1) Memory release: Preserves references to old graph objects, but frees up the vertex properties of unused graphs as soon as possible, saving space consumption. Vertex release through the Unpersistvertices method.
2) GC Tuning, please refer to the section on performance tuning.
3) Debugging: At each point in time can be debugged through Graph.vertices.count (), the existing state of the observation chart. Conduct problem diagnosis and tuning.
GraphX simplifies the complexity of user-developed distributed graph algorithms by providing concise APIs and optimized graph data management. More application scenarios in Big Data analytics are machine learning.

The MLlib on top of Spark carries out complex machine learning. See http://www.cnblogs.com/zlslch/p/5726346.html for details

Architecture of Apache Spark GRAPHX

Contact Us

The content source of this page is from Internet, which doesn't represent Alibaba Cloud's opinion; products and services mentioned on that page don't have any relationship with Alibaba Cloud. If the content of the page makes you feel confusing, please write us an email, we will handle the problem within 5 days after receiving your email.

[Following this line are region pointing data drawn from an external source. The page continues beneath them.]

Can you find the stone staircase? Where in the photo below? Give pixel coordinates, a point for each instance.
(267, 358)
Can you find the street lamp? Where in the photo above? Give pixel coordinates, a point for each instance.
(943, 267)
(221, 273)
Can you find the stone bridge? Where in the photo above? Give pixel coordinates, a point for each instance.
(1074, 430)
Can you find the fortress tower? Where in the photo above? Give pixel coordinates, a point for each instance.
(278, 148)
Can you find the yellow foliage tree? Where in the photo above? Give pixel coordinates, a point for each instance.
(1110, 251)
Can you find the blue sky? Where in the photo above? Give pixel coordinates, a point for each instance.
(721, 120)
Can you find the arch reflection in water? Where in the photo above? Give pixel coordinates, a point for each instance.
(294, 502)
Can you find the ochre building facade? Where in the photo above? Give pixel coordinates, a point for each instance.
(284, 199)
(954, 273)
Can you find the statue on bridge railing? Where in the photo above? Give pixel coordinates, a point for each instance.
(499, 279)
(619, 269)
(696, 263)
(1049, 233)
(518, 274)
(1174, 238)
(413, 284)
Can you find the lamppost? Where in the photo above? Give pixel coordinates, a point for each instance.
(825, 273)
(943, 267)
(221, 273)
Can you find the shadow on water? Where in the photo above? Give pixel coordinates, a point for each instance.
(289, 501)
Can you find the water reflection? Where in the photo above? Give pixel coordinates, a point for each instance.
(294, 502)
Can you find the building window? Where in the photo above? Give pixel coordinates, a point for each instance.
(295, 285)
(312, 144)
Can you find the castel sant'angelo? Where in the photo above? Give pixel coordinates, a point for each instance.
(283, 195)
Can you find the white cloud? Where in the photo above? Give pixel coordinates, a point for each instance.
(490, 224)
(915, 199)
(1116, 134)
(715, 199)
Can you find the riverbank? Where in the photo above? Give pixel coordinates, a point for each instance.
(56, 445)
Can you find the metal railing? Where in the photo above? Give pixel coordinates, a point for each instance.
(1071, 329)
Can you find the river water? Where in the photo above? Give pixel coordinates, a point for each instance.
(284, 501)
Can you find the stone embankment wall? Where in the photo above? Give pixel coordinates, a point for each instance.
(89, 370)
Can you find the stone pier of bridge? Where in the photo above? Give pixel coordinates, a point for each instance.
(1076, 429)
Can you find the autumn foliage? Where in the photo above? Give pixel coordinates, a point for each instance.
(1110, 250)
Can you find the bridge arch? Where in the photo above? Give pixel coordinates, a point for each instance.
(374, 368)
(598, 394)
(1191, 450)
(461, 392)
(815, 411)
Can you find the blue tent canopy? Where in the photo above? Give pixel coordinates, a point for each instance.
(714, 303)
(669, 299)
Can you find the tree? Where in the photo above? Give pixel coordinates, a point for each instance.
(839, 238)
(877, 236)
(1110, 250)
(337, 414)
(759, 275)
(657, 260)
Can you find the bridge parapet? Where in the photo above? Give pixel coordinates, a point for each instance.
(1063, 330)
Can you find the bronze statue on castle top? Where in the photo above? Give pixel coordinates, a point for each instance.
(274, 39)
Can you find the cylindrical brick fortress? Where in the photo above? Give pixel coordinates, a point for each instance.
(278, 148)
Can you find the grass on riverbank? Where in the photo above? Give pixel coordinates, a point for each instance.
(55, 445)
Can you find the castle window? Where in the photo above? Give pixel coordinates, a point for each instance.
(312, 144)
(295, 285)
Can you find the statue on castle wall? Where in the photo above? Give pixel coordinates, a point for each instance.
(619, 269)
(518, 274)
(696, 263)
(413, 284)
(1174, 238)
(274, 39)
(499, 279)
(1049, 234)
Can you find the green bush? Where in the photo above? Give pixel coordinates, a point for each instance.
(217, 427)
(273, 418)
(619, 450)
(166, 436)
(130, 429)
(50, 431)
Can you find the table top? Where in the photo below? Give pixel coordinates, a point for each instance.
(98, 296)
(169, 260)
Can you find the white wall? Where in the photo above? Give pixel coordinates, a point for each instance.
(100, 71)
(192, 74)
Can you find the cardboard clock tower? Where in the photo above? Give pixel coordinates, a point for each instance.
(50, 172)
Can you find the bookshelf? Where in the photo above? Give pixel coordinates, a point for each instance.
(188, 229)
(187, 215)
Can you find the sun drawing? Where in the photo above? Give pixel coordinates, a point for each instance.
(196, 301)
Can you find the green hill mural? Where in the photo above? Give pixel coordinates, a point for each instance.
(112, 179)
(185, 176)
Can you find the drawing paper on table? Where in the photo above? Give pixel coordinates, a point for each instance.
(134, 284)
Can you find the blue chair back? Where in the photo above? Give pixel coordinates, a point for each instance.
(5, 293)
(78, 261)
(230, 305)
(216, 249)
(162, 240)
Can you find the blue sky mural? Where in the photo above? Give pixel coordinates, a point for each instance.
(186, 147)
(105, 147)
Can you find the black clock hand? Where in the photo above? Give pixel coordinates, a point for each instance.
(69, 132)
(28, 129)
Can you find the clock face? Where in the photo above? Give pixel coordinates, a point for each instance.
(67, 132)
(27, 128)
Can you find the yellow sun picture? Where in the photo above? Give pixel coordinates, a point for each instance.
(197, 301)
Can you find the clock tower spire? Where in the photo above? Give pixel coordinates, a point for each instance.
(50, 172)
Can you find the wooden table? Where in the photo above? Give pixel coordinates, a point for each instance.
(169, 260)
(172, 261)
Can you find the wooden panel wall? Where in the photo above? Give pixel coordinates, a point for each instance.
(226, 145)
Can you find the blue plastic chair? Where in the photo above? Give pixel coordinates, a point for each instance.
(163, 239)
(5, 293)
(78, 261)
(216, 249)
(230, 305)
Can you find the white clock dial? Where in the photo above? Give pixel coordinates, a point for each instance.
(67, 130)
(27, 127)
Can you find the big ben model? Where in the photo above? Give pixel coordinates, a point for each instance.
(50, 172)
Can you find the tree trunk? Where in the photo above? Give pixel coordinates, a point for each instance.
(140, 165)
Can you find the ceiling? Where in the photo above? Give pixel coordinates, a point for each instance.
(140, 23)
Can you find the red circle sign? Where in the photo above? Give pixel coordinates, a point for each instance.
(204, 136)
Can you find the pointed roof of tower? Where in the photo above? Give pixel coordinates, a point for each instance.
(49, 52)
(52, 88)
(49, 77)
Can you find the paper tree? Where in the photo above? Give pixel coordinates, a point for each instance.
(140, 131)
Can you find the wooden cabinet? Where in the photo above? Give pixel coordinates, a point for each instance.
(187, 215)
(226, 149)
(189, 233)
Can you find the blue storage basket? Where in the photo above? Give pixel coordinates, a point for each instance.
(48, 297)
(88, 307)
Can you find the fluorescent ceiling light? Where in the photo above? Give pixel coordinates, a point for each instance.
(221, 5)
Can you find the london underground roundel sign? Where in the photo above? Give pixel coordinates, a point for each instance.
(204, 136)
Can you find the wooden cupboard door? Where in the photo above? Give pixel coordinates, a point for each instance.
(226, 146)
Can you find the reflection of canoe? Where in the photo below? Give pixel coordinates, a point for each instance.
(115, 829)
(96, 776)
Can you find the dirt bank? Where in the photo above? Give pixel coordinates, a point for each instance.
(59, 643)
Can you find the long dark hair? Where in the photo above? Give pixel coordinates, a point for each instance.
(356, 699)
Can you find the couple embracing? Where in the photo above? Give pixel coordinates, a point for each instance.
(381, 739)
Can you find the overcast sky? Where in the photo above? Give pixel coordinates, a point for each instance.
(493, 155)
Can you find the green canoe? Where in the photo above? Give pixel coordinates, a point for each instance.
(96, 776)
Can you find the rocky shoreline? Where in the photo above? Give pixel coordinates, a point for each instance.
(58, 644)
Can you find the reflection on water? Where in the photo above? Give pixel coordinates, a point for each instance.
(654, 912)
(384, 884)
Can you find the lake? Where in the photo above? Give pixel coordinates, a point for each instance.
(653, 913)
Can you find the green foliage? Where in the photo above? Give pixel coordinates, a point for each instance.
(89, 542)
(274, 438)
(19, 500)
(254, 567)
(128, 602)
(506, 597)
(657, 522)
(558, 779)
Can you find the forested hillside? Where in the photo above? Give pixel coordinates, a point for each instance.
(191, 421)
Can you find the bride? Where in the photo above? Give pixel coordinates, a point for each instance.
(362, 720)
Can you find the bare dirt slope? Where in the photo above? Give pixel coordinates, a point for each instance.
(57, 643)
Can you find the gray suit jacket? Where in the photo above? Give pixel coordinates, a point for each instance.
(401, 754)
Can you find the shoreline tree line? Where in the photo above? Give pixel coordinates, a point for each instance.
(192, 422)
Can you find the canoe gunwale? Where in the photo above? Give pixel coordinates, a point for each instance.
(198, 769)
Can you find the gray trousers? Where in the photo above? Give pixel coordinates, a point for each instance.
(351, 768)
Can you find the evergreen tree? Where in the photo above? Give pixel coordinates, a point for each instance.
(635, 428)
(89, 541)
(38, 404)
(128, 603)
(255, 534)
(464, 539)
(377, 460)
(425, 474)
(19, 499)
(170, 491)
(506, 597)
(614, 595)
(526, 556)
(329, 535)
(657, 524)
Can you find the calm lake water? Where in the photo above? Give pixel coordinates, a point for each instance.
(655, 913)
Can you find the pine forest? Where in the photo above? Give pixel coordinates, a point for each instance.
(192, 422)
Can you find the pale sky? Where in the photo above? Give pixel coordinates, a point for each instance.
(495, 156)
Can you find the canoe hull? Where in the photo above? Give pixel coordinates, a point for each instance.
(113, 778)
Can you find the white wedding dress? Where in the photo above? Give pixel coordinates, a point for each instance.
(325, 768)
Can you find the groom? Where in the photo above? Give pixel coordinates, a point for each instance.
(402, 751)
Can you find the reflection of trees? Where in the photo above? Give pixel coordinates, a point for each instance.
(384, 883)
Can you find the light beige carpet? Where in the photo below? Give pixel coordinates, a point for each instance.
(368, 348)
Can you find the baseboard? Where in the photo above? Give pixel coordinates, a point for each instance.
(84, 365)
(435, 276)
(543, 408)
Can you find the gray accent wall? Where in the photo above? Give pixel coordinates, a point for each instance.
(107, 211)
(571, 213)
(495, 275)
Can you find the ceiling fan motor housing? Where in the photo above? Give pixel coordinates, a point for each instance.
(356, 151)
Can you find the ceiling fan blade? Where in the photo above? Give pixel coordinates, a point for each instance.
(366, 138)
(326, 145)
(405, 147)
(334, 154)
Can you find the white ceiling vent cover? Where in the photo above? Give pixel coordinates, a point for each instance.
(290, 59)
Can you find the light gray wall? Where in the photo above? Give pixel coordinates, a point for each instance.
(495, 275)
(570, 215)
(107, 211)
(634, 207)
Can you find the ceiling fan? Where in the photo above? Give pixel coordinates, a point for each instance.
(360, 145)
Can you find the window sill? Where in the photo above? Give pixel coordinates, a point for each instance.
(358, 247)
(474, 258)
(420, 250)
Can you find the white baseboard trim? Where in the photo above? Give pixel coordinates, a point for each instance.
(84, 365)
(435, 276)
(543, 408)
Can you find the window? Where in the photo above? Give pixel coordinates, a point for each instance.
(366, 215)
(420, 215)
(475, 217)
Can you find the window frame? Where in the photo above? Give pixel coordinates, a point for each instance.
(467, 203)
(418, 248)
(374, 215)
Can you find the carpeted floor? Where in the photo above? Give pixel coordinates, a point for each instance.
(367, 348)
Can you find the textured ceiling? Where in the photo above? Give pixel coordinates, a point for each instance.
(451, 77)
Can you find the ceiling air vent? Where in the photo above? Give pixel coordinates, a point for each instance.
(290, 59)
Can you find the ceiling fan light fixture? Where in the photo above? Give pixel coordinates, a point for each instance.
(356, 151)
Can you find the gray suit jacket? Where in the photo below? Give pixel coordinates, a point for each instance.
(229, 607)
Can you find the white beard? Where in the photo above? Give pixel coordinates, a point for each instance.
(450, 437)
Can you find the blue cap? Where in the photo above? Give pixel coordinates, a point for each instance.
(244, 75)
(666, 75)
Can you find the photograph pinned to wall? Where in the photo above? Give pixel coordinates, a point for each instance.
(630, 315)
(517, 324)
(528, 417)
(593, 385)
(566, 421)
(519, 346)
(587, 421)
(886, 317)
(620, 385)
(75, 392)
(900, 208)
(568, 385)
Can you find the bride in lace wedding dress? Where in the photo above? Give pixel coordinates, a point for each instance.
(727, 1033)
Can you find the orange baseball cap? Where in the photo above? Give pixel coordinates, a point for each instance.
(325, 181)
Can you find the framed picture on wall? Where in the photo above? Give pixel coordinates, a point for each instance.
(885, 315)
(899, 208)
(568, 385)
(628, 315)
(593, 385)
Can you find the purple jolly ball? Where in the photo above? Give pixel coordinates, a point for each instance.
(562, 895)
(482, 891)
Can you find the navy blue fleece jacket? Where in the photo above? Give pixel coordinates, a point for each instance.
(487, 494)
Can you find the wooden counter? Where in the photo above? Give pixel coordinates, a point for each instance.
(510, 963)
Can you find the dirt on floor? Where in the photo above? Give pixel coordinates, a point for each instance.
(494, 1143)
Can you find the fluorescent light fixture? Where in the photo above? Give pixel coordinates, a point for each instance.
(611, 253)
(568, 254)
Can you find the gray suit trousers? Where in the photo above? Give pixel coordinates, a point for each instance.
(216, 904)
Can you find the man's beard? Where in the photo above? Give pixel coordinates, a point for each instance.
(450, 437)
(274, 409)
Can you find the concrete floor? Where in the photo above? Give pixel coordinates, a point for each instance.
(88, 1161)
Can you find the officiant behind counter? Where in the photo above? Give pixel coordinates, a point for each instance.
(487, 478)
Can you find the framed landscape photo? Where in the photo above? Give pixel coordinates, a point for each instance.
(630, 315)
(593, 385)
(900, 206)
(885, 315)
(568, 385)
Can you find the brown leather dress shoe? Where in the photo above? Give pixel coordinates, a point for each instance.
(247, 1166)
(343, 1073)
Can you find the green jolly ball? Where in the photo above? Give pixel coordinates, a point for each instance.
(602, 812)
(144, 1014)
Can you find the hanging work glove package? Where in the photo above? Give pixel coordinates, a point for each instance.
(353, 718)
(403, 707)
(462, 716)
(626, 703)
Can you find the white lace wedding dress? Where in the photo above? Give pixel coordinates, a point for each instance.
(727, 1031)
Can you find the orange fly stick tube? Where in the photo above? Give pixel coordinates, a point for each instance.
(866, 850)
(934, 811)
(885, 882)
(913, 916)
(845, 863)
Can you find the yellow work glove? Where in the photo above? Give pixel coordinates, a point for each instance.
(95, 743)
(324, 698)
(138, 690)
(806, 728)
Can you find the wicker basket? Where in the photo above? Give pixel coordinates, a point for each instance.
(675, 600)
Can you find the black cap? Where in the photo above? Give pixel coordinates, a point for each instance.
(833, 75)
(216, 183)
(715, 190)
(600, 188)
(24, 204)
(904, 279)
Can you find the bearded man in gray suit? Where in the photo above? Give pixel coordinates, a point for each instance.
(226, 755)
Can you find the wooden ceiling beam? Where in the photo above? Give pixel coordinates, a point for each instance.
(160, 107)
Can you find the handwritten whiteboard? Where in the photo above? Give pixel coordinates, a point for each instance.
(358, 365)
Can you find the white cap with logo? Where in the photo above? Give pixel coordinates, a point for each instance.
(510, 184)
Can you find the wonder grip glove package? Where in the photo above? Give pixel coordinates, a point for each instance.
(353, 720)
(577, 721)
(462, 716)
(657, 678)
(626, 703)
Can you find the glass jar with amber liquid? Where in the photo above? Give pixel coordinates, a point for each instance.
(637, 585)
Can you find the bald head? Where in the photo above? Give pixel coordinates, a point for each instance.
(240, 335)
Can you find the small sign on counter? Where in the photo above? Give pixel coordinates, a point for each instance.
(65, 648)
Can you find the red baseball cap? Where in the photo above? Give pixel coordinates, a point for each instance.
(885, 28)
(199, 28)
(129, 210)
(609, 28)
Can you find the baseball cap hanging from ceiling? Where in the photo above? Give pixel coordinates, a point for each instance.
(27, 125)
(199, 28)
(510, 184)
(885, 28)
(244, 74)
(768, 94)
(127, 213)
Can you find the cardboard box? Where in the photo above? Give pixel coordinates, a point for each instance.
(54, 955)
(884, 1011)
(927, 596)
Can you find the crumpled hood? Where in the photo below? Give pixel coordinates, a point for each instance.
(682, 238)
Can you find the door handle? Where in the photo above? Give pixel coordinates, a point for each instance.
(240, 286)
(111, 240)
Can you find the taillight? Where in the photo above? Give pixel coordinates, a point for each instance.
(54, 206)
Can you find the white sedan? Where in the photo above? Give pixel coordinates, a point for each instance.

If you find any instances of plagiarism from the community, please send an email to: info-contact@alibabacloud.com and provide relevant evidence. A staff member will contact you within 5 working days.

A Free Trial That Lets You Build Big!

Start building with 50+ products and up to 12 months usage for Elastic Compute Service

  • Sales Support

    1 on 1 presale consultation

  • After-Sales Support

    24/7 Technical Support 6 Free Tickets per Quarter Faster Response

  • Alibaba Cloud offers highly flexible support services tailored to meet your exact needs.